A few minutes earlier:

Today was the semi-annual Justice for All Day. Following a long-standing tradition, a dangerous traitor to the Imperium would be given a fair trial in front of all nine members of Council Central, transmitted for everyone in the Imperium to see, after which the traitor would be executed. Justice Day was one of the few worldwide holidays for the working class. The wide, flat plaza around Council Complex, the meeting place of Council Central, was crowded with civilians celebrating their rare day off. Many were hoping to get a seat at the trial.

Today’s trial would be particularly compelling. Dewantay Seysa, the defendant, was a former colonel of the Georwellian Occupational Force who had received several decorations in the Erwhon Annexation almost thirty years ago. He was a small, highly charismatic man, and sometime in the last ten years he had been subverted and become a leader of the Underground. He’d been captured several months ago. The anger the public felt about his betrayal of their beliefs was palpable (at least according to Council Central’s opinion polls), and the press had called for his immediate execution. Council Central had decided instead to postpone his trial until Justice Day, today.

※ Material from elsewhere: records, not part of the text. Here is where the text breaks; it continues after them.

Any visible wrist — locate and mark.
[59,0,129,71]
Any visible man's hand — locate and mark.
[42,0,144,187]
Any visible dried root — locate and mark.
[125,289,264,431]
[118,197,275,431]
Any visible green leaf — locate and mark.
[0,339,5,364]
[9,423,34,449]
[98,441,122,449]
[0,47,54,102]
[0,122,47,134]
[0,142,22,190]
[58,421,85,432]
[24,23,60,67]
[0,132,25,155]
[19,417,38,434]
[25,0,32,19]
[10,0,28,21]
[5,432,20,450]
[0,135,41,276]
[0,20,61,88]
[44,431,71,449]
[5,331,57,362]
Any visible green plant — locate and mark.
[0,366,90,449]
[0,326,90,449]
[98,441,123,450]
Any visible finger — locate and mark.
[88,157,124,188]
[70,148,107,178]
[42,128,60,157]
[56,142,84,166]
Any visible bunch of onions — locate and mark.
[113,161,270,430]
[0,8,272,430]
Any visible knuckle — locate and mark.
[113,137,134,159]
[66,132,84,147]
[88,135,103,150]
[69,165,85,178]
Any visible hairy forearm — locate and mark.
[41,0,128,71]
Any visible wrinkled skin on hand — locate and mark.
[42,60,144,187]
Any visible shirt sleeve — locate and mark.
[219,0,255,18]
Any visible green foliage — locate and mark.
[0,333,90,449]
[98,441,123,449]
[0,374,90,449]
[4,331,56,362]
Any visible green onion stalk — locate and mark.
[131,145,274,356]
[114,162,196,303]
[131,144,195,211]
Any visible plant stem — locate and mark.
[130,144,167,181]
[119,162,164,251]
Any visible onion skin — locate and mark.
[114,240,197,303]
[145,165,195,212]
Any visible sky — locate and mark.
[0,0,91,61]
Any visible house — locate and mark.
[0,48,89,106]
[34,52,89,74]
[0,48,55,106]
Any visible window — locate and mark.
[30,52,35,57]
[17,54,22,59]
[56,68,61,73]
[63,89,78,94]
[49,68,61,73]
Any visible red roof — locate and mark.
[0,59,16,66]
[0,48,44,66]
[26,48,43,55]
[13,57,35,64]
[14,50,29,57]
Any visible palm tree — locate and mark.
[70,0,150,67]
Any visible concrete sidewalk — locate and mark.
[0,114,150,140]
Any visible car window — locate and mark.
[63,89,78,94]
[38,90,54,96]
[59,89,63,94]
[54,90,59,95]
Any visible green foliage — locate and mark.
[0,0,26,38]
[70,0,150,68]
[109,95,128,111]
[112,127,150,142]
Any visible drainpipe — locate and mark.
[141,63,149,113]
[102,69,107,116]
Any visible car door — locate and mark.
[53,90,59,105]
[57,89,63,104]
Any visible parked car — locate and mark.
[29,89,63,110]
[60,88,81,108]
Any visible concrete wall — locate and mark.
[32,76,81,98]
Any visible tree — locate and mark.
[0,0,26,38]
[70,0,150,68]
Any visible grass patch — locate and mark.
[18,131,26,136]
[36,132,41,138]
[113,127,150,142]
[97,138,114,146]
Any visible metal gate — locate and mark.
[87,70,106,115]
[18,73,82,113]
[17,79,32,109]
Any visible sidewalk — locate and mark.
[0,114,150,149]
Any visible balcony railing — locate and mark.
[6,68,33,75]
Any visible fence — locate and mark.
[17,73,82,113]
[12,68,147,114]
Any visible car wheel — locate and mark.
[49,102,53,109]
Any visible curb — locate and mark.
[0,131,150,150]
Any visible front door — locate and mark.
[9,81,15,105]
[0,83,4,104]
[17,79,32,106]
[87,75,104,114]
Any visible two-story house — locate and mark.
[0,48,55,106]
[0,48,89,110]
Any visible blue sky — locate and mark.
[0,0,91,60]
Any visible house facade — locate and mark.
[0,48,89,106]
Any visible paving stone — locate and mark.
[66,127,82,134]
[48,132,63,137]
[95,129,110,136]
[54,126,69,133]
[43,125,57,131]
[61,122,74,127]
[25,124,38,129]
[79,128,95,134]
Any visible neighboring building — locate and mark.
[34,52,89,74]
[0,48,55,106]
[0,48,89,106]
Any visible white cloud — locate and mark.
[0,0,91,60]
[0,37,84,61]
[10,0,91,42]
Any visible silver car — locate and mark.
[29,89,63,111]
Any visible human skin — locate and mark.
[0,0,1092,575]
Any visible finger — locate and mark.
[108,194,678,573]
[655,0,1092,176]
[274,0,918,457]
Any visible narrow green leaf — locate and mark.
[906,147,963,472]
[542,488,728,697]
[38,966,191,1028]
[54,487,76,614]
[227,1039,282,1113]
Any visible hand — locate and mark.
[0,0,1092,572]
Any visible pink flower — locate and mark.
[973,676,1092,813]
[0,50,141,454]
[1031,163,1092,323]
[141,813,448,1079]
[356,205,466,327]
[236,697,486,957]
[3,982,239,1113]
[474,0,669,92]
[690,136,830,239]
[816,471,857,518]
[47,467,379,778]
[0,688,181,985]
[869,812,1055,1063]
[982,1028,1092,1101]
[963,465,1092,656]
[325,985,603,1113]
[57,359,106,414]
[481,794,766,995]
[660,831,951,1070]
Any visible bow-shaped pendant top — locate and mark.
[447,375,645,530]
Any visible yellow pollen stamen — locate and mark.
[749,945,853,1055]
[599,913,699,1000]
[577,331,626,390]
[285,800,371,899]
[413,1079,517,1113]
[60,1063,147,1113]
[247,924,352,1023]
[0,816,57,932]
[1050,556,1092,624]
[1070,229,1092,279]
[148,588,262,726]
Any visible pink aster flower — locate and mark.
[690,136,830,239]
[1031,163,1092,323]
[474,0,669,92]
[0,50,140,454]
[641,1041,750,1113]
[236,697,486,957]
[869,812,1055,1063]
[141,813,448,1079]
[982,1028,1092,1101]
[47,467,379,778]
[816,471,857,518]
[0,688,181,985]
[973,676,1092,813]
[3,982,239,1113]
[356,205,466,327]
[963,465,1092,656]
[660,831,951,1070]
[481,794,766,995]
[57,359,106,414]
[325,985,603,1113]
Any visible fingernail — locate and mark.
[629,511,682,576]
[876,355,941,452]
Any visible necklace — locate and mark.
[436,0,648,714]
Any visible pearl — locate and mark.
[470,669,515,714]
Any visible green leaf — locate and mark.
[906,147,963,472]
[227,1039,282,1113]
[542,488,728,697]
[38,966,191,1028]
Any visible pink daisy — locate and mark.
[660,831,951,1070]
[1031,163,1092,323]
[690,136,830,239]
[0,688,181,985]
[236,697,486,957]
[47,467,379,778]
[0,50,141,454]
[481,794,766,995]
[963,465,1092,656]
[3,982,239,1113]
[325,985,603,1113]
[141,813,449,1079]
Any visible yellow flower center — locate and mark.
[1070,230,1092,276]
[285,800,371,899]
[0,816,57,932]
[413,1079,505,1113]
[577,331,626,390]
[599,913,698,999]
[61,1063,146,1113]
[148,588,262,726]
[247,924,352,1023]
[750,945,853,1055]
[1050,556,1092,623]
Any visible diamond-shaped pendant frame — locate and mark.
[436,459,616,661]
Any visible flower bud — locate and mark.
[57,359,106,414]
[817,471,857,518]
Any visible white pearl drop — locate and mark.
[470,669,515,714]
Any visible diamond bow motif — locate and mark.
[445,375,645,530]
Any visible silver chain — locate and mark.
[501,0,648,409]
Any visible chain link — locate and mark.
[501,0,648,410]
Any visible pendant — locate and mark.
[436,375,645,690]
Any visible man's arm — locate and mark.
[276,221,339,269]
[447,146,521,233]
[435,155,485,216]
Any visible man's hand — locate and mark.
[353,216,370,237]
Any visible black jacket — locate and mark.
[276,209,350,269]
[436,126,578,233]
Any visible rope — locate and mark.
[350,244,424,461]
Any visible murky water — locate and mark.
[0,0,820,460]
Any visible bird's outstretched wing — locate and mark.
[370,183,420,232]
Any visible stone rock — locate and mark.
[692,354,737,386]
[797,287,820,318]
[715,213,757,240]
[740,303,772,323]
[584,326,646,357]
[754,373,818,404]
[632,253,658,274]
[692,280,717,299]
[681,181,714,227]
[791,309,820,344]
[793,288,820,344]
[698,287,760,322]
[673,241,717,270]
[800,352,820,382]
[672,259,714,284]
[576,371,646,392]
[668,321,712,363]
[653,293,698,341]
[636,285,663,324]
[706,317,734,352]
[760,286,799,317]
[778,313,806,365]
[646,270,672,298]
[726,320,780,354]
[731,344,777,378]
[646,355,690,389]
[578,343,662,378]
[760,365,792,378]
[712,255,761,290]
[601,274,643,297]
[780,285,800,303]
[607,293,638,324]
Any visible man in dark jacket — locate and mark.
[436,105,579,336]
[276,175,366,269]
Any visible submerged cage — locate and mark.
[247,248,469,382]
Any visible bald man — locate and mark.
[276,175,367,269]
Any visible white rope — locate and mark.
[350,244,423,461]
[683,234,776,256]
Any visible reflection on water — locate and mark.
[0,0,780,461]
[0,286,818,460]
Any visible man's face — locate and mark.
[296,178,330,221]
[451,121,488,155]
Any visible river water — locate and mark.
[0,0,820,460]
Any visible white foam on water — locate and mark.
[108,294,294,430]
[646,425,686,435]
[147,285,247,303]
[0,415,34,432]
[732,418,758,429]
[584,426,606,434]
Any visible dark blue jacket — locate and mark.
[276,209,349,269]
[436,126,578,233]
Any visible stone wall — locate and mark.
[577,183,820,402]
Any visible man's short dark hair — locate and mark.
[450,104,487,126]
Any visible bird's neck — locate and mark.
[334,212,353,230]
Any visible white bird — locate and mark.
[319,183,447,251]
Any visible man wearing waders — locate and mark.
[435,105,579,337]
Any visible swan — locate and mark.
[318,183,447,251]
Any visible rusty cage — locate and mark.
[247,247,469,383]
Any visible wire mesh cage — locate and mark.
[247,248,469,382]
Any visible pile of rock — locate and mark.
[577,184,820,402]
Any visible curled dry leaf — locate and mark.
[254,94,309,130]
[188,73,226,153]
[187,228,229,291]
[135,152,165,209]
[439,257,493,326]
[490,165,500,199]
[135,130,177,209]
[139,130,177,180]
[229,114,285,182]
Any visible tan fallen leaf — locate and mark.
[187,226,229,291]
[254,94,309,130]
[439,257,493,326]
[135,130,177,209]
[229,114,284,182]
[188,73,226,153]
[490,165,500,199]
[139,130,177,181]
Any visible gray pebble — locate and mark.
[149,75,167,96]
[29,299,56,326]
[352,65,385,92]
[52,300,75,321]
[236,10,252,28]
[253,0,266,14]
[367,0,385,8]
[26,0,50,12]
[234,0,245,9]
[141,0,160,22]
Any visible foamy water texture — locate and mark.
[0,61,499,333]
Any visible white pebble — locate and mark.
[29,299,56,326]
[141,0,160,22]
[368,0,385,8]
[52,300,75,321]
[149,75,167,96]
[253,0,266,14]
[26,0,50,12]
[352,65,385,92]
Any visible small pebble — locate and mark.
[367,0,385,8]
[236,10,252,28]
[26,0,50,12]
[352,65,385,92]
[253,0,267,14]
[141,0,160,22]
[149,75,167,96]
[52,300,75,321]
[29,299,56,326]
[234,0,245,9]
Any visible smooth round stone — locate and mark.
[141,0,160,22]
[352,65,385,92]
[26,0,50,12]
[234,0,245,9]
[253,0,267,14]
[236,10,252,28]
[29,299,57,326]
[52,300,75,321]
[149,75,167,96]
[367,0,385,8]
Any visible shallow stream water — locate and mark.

Inside the complex, Security Sergeant Lebet watched the plaza monitors with her new commanding officer, Captain Vinnel. Vinnel had just been transferred here from the Uncle Kindly™ brigade, and he wasn’t happy with his new position. This close to Council Central, an officer was always under intense scrutiny day and night. Vinnel was determined to take no chances and do everything by the book, and he strongly disapproved of any kind of personal initiative in those under his command. After twenty-eight years in Complex Security, the sergeant knew that there was a lot more that the book didn’t cover than what it did.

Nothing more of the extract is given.